And it's literally impossible to even imagine all of the ramifications of
creating a sustainable civilization on Mars. Being able to manage, and ideally
control, atmospheric conditions is just scratching the surface. For instance
it would signal the beginning of the end of scarcity since suddenly we now
have effectively infinite land open up to colonization (as success on Mars
would not be the end of planetary colonization efforts, but the beginning),
infinite resources, and so much more. Again I think trying to imagine the
implications of this is akin to trying to imagine the implications of
computers - it's simply not possible in any meaningful way.

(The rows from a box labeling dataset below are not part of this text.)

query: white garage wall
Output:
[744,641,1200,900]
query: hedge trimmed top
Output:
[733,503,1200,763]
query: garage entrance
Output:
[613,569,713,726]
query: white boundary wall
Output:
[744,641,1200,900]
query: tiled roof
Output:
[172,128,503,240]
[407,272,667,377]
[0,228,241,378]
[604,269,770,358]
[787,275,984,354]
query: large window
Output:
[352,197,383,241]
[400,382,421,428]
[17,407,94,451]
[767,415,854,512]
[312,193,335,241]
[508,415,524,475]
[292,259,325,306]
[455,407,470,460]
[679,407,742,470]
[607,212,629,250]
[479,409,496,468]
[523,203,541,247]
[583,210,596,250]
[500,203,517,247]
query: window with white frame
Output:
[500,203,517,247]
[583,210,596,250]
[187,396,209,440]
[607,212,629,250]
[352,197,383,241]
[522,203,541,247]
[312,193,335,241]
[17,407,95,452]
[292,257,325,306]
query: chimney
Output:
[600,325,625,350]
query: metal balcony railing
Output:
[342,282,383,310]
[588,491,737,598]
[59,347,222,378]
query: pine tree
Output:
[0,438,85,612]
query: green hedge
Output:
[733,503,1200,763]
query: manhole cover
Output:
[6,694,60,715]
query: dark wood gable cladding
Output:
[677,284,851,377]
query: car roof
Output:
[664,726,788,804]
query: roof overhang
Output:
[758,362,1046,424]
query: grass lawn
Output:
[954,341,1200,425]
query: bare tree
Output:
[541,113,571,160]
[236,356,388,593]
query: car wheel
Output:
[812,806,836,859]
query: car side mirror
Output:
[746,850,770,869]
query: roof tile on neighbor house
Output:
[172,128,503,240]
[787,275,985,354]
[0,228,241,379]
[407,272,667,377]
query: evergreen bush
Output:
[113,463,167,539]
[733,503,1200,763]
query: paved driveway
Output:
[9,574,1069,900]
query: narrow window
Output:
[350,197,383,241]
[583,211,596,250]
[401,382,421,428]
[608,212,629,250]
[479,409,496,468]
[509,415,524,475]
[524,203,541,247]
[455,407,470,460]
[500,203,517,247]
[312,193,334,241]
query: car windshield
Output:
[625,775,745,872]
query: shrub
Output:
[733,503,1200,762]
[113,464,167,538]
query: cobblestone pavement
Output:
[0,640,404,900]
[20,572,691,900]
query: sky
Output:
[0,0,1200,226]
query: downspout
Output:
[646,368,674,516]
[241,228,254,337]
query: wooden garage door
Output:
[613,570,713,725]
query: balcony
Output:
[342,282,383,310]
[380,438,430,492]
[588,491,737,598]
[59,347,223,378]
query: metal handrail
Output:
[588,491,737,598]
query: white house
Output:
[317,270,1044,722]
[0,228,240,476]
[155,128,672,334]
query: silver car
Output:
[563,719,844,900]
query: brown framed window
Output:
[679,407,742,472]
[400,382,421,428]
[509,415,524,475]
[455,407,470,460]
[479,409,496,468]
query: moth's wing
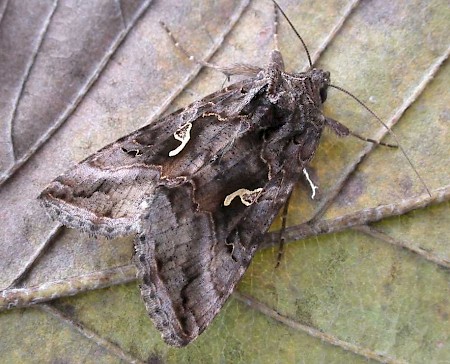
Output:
[135,113,297,346]
[39,80,264,237]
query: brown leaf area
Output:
[0,0,450,363]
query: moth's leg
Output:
[160,21,262,77]
[275,192,292,268]
[302,168,319,200]
[325,117,398,148]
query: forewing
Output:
[135,97,298,346]
[40,80,262,237]
[135,168,295,346]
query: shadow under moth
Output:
[39,2,408,346]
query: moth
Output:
[39,0,400,346]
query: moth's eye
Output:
[320,87,327,103]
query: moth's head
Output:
[309,68,330,104]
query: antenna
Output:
[328,84,432,197]
[272,0,312,68]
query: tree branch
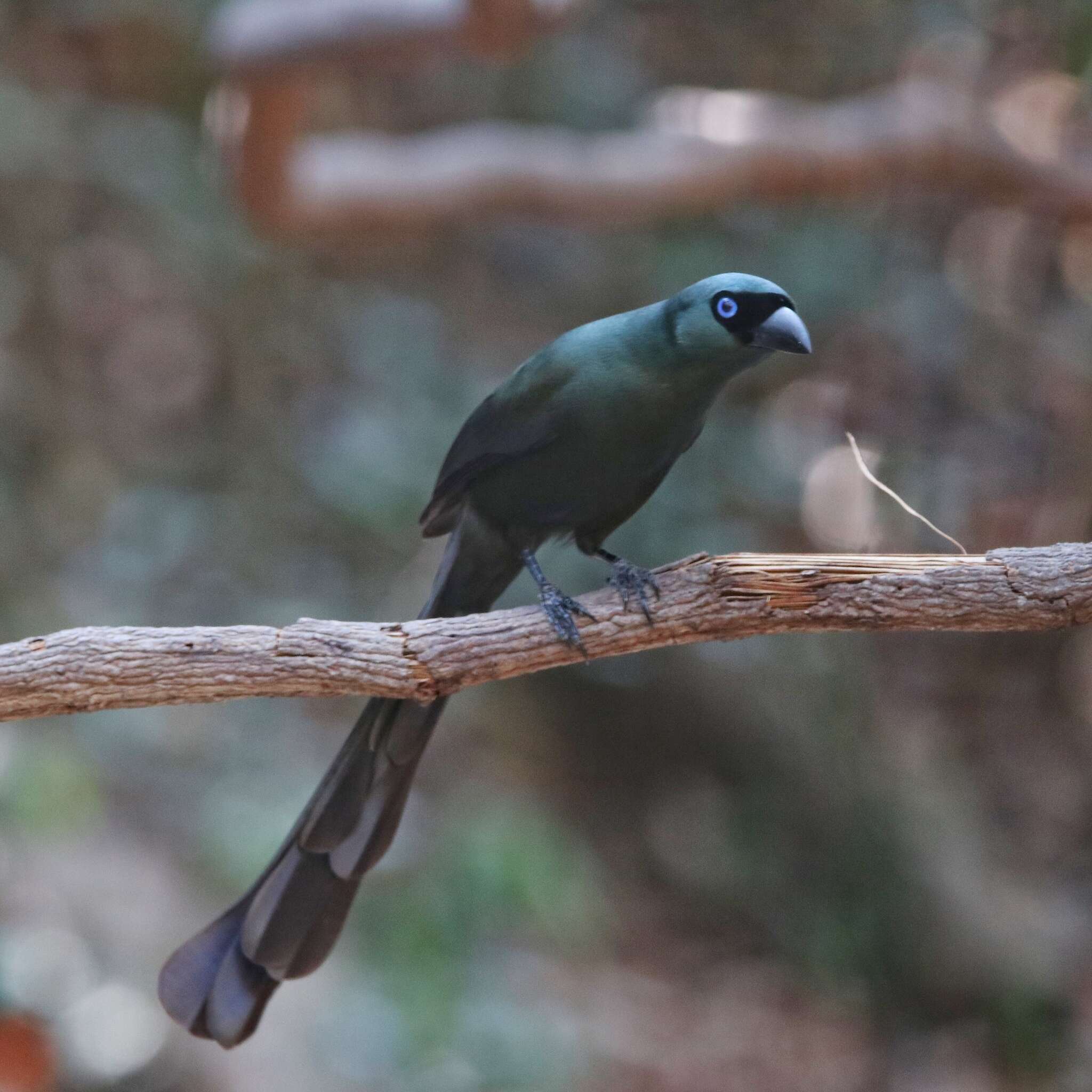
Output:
[0,544,1092,721]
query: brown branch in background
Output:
[203,0,1092,243]
[0,544,1092,720]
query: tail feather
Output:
[159,510,521,1046]
[239,845,360,982]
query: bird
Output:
[158,273,812,1047]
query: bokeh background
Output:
[6,0,1092,1092]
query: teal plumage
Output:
[159,273,810,1046]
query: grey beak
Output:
[751,307,812,353]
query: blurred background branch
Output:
[200,0,1092,245]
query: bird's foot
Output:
[539,583,595,652]
[607,558,660,626]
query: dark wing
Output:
[420,349,572,539]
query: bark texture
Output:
[0,543,1092,721]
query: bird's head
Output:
[663,273,812,367]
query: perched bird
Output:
[159,273,812,1046]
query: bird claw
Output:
[539,584,595,655]
[607,560,660,626]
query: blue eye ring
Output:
[713,296,739,319]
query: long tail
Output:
[159,510,521,1047]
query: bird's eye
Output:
[715,296,739,319]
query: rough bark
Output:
[0,544,1092,721]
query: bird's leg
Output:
[520,549,595,652]
[595,546,660,626]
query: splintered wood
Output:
[0,543,1092,721]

But the great thing is that we live in a free society. So everybody is free to
pursue their own vision. Plant a tree, build a spaceship, work on carbon
scrubbing, or whatever else you personally think is a good idea. This is
perhaps the one very good thing about the rise of mega-wealth. At one time
you'd need governments to build and develop spaceships - governments whose
ideology, views, and values tend to take a 180 every decade, if not less. For
instance Nixon killed the space program in no small part because of a personal
animosity he had with JFK, one that his death apparently did little to sate.
And in modern times government space ships like the SLS are 90% pork barrel
and 10% real. Yet now in an era where many private companies revenues exceeds
the GDP of small nations (and accords corresponding private wealth), space is
just becoming another industry.

[1] -
[https://en.wikipedia.org/wiki/ENIAC](https://en.wikipedia.org/wiki/ENIAC)

------
scarejunba
Article has very little to do with title. The title is clearly intended to be
clickbait.